The Supreme Court of the United States (SCOTUS) has nine justices: one Chief Justice and eight Associate Justices.
The Judiciary Act of 1789 provided for a 6-member Court, with a Chief Justice and 5 Associate Justices. Congress adjusted the size of the Court a number of times through the during the 19th-century.
- Judiciary Act of 1789: Court size 6
- Judiciary Act of 1801: Court size, 5
- Repeal Act of 1802: Court size, 6
- Seventh Circuit Act of 1807: Court size, 7
- Judiciary Act of 1837: Court size, 9
- Tenth Circuit Act of 1863: Court size, 10
- Judicial Circuit Act of 1866: Court size, 7
- Habeas Corpus Act of 1867: Court size, 8
- Judiciary Act of 1869: Court size, 9
After the election of President Ulysses S. Grant, Congress passed the Judiciary Act of 1869, which set the Court's membership to nine. This number has remained the same ever since.
In 1937, Franklin D. Roosevelt attempted unsuccessfully to expand the membership of the court to gain support on the Court for his New Deal programs.

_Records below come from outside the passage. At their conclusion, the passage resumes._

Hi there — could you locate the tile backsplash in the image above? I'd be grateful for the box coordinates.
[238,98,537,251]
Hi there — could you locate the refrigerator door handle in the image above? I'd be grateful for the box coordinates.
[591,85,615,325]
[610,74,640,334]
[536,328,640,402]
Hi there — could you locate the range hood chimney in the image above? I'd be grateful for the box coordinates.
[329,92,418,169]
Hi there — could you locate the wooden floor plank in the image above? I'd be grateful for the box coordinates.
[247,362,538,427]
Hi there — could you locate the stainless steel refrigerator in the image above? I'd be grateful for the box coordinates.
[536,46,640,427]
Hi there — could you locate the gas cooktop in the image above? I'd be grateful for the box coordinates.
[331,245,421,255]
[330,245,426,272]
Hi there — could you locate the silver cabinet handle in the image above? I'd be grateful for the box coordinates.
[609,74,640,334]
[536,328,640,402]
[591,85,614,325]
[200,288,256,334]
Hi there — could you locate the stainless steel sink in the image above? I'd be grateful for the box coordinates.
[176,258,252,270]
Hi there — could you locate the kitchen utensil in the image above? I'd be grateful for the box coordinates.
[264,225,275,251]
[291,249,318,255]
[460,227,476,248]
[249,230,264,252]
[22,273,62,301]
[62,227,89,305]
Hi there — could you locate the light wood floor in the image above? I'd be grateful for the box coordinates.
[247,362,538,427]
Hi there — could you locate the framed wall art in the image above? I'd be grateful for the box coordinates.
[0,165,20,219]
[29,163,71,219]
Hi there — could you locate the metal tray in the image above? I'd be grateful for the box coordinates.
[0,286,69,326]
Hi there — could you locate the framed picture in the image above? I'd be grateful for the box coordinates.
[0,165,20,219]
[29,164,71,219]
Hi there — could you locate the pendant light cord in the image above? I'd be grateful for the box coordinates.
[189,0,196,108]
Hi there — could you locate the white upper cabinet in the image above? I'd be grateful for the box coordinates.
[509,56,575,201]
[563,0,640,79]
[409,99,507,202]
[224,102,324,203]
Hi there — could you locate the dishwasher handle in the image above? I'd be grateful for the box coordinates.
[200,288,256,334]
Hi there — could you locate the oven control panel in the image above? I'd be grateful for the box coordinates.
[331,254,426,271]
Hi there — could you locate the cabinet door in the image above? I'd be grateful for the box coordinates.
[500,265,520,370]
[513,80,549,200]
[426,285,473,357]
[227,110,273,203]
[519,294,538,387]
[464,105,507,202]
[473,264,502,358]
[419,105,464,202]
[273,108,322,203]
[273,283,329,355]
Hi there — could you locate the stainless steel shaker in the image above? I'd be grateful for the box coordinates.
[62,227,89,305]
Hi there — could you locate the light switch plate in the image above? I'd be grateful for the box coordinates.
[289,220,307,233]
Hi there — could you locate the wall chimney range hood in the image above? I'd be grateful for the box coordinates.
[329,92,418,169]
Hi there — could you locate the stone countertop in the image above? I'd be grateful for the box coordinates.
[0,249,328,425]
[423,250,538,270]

He proposed adding one justice to the Supreme Court for every member over 70.5 years of age, with the potential of adding as many as six additional justices, for a total of 15. Congress refused to pass Roosevelt's legislation; however, the President had an opportunity to nominate eight justices* to vacancies that occurred during his terms of office, which created a court more receptive to his ideas.
* Franklin D. Roosevelt appointed more Supreme Court Justices,
at 8, than any other President, with the exception of George
Washington, who appointed a total of 10.